Found a way to move about a little more easily and had collected as much fire wood as possible.

He had wrapped up his legs and then left them alone. He wasn't a doctor and didn't care to prove himself either.

Keeping a close eye on the vegetation he had scoped out the wall Carter had been inspecting before. Yes there were handholds, and a way out but he would never make it up.

His next option was the hole in the side of the mountain that he had been sending pebbles through. It was big enough around to slide through, the problem was the drop to the water, and the jagged rocks that were far too close for comfort at the bottom.

Sitting down again, his legs throbbing, he stared through the hole.

Tossing a few stones into the water he considered the problem.

They had plenty of day light.

Their little cave like thing was warming up.

They had food, for a bit. At the thought of food he glanced back to the packs. Then to Carter, making certain she wasn't attracting the plants again.

Water?

He looked to the water below them and it hit him that he might find a way to get down there without dying.

Crawling over to the packs he searched through his until he found the knife, then crawled closer to the flora he had been worried about before.

What better way to get out of this than to kill two birds with one stone?

Slicing the vine like root from the base of one plant he pulled on it.

Avoiding getting plant guts on his hands but yanking the length of it from the ground, uprooting it easily until he hit the resistance of a another base plant.

Fun.

Grinding his teeth together, painfully, he moved to the next base plant and freed it from the vine like root. Then again he was pulling and yanking the root from the ground.

The root he had exposed seemed firm enough to handle just about any kind of tension and the longer it was in the open air the more the fleshy surface of the vine hardened.

All the better.

Almost two hours later he was sitting beside Carter once again.

His legs were bleeding again. What had been broken bones and cuts were now becoming open sores.

But he was happily in possession of almost fifty feet of coiled rope, not much else mattered. With his back against the wall and far beyond exhausted he waited.

For what?

Well . . . for Carter to wake up.

Working alone was never fun.

And he was certain, if nothing weird and alien was wrong with her, that she would be more help to the situation than he was being.

He glanced around the prison once more. At the crude orangish rock, the strange plants that had been all torn up by his latest exercise.

The sun streaming steadily through the crag in the rock.

It was...peaceful.

He could hear the waves sliding up gently against the rocks below him and there were no sounds of birds or other animals.

It was just quiet.

And warm and peaceful.

Like Maui.

He jerked his eyes open. Maui?

Was he dreaming of Maui?

On an alien planet!

With his 2IC unconscious, no help for a billion, gazillion miles and the plants themselves as a predator.

And he was dreaming of Maui.

He jerked his head around and checked on Carter, then the sun.

The light was dimmer.

He looked to his watch and found he had indeed been dreaming, sleeping. For almost two hours. Far too long.

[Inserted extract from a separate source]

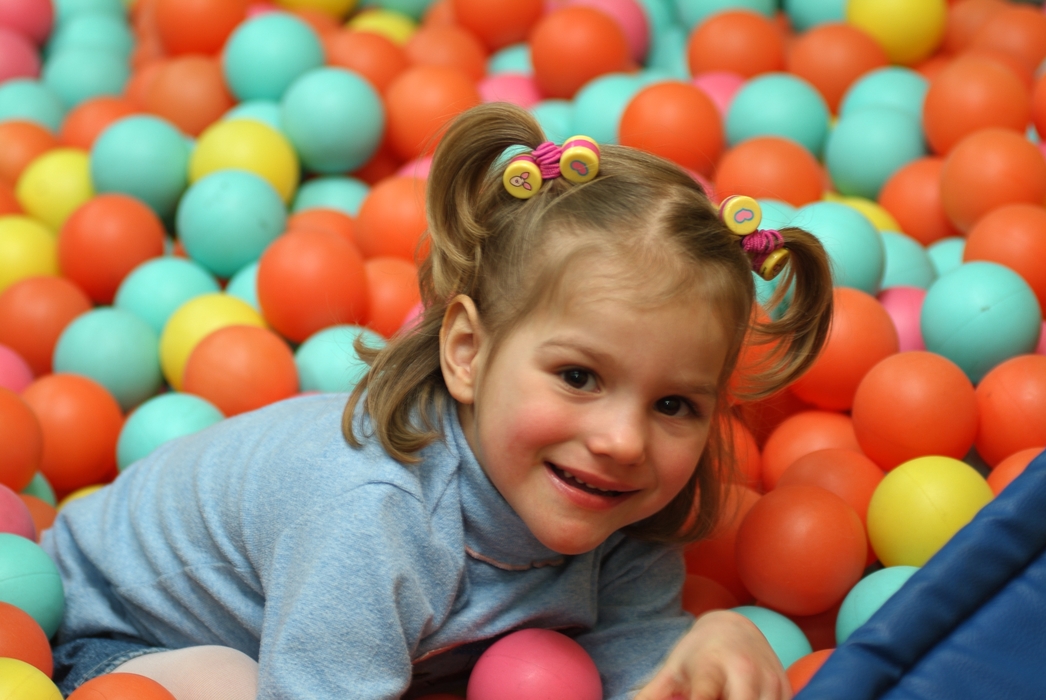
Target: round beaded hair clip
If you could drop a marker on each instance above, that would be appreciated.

He dropped the rope, which he found to be still in his arms, and turned to Carter. The canteen beside him was open and he poured a tiny amount of water into his palm, patting it against her face.

No more sleeping. They had to move.

Calling her name and checking for any sign of waking up, he kept it up until she started to groan and open her eyes. Much to his relief.

"Colonel?"

"Carter. You've been out for a while."

"I have?"

"Uh . . yah."

Carter blinked, her eyes groggily taking in her surroundings. "It can't have been that long..." she drifted off, her eyes closing.

"CARTER!"

Her eyes flew open again and she gasped a bit. "Sorry, sir."

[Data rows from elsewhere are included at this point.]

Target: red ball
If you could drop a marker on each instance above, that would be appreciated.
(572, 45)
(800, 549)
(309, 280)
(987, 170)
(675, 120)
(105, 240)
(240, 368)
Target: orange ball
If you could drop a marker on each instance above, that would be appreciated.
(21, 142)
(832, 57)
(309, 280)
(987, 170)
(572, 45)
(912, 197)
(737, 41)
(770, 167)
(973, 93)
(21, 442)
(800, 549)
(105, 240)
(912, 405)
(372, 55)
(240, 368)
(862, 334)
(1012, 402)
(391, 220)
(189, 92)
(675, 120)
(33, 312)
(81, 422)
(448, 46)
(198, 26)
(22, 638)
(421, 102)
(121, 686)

"Sit up, come on. Move around, shake it out of your system." Jack would have pulled her to her feet at that moment, if he had been capable of using his own.

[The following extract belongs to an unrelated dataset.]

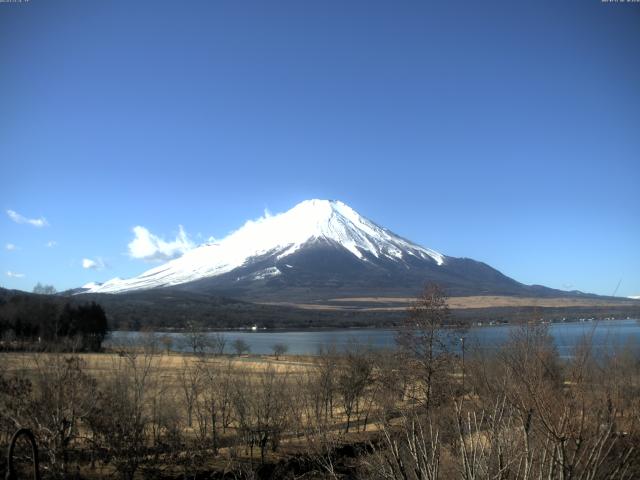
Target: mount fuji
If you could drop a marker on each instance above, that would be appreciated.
(320, 249)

Thankfully Carter did as she was ordered and stood, albeit drunkenly.

She was immediately holding her head between two pale hands and wondering what she had been drinking.

And for how long.

And most importantly why.

The answers would have to come later as two very familiar voices suddenly filtered down to the them.

Both of them realized who it was, and what may well happen to them if they got any closer.

"Daniel! Teal'c! Get the hell back!"

"Get out of here! Get off the mountain!"